Let $E = \cup_{n=1}^\infty E_n$, where the $E_n$ can be taken, without loss of generality, to be pairwise disjoint and $\mu E_n < \infty $. Then by Theorem 2.14, $\mu E_n = \sup \{ \mu K | K \subset E_n, K \text{compact} \}$.
Let $\epsilon> 0$ and choose $K_n \subset E_n$ compact so that $\mu E_n \leq \mu K_n + \frac{\epsilon}{2\cdot 2^n}$. Then we have $\mu E = \sum_{n=1}^\infty \mu E_n \leq \sum_{n=1}^\infty \mu K_n+ \frac{\epsilon}{2}$. (Note that since $K_n \subset E_n$, we have $ \sum_{n=1}^\infty \mu K_n \leq \mu E$.)
Suppose $\sum_{n=1}^\infty \mu K_n = \infty$. Then let $C_N = \cup_{n=1}^N K_n \subset E$. $C_N$ is compact, $\mu C_n = \sum_{n=1}^N K_n$, and $\mu C_N \to \infty$ which gives $\mu E = \sup \{ \mu K | K \subset E, K \text{compact} \}$.

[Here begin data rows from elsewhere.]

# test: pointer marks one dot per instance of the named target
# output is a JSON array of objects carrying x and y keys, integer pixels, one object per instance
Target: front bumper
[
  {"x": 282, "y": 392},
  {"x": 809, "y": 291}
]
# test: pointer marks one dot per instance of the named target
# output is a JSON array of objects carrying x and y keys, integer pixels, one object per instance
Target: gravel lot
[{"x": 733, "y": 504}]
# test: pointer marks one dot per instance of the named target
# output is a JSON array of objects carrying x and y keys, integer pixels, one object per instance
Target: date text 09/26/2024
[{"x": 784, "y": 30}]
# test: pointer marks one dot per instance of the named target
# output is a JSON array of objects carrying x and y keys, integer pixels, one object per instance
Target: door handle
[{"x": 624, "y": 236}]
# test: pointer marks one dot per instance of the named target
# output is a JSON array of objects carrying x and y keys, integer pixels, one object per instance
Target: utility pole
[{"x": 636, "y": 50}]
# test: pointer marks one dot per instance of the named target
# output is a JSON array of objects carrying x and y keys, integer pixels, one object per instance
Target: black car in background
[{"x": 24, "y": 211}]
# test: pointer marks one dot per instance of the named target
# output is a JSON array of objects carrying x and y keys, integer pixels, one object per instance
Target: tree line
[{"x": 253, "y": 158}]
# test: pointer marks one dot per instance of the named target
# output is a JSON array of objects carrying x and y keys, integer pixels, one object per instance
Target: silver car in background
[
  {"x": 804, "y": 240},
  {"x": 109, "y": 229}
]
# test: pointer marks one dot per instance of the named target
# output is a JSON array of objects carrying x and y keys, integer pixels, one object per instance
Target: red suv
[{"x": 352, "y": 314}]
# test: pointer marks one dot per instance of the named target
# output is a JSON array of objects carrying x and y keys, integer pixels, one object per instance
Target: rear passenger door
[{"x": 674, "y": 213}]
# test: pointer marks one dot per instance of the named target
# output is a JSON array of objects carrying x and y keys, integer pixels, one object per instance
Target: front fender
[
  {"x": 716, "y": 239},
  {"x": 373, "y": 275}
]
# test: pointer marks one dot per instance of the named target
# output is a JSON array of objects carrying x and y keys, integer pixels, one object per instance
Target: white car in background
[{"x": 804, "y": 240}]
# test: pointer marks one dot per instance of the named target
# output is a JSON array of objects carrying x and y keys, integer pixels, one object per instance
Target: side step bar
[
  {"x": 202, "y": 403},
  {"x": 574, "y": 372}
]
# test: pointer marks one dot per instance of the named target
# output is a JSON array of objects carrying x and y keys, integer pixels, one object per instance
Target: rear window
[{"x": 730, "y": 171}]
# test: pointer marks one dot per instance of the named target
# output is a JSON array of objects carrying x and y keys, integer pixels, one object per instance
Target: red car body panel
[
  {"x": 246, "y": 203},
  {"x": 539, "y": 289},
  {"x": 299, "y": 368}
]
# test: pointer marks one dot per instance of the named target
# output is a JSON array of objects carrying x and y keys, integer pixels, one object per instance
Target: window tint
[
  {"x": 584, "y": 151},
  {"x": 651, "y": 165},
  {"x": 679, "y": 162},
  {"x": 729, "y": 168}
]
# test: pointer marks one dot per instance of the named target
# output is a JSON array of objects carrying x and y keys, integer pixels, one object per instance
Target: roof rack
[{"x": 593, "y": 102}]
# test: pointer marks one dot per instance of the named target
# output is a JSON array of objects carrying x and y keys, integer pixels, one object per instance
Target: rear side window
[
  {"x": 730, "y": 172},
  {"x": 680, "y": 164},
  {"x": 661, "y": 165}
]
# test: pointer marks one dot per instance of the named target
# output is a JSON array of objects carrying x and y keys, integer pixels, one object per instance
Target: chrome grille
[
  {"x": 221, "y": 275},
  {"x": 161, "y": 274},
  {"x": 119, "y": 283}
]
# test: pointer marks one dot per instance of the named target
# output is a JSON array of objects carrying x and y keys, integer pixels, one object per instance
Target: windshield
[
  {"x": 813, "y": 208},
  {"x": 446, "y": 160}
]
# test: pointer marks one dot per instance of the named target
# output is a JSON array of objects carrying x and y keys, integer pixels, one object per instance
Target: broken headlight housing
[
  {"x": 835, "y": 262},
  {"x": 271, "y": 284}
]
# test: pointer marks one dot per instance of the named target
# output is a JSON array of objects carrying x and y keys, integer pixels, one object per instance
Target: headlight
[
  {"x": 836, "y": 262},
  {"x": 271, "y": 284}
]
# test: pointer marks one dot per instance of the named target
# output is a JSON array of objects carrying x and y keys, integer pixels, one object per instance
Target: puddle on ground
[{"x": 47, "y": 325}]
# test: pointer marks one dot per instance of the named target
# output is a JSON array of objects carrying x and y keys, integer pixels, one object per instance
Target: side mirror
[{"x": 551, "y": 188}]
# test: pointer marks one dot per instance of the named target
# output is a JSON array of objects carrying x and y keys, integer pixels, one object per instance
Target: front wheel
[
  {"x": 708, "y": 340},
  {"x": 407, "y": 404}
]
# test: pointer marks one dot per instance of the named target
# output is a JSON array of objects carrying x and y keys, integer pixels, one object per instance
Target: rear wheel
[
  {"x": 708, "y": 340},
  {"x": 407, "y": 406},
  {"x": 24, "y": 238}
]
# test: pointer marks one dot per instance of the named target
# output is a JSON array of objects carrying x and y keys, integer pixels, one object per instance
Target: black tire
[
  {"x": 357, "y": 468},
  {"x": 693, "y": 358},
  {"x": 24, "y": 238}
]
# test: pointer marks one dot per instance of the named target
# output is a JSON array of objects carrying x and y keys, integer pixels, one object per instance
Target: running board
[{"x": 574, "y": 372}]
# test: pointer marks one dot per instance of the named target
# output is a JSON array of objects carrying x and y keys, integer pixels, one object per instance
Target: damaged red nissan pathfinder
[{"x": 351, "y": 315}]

If $\sum_{n=1}^\infty \mu K_n < \infty$, we have $\sum_{n=1}^N \mu K_n \to \sum_{n=1}^\infty \mu K_n$, we can choose $N$ sufficiently large so that $\mu E \leq \sum_{n=1}^N \mu K_n+ \epsilon$. As above, let $C_N = \cup_{n=1}^N K_n \subset E$. Then $\mu E \leq \mu C_N + \epsilon$. Again, this gives $\mu E = \sup \{ \mu K | K \subset E, K \text{compact} \}$.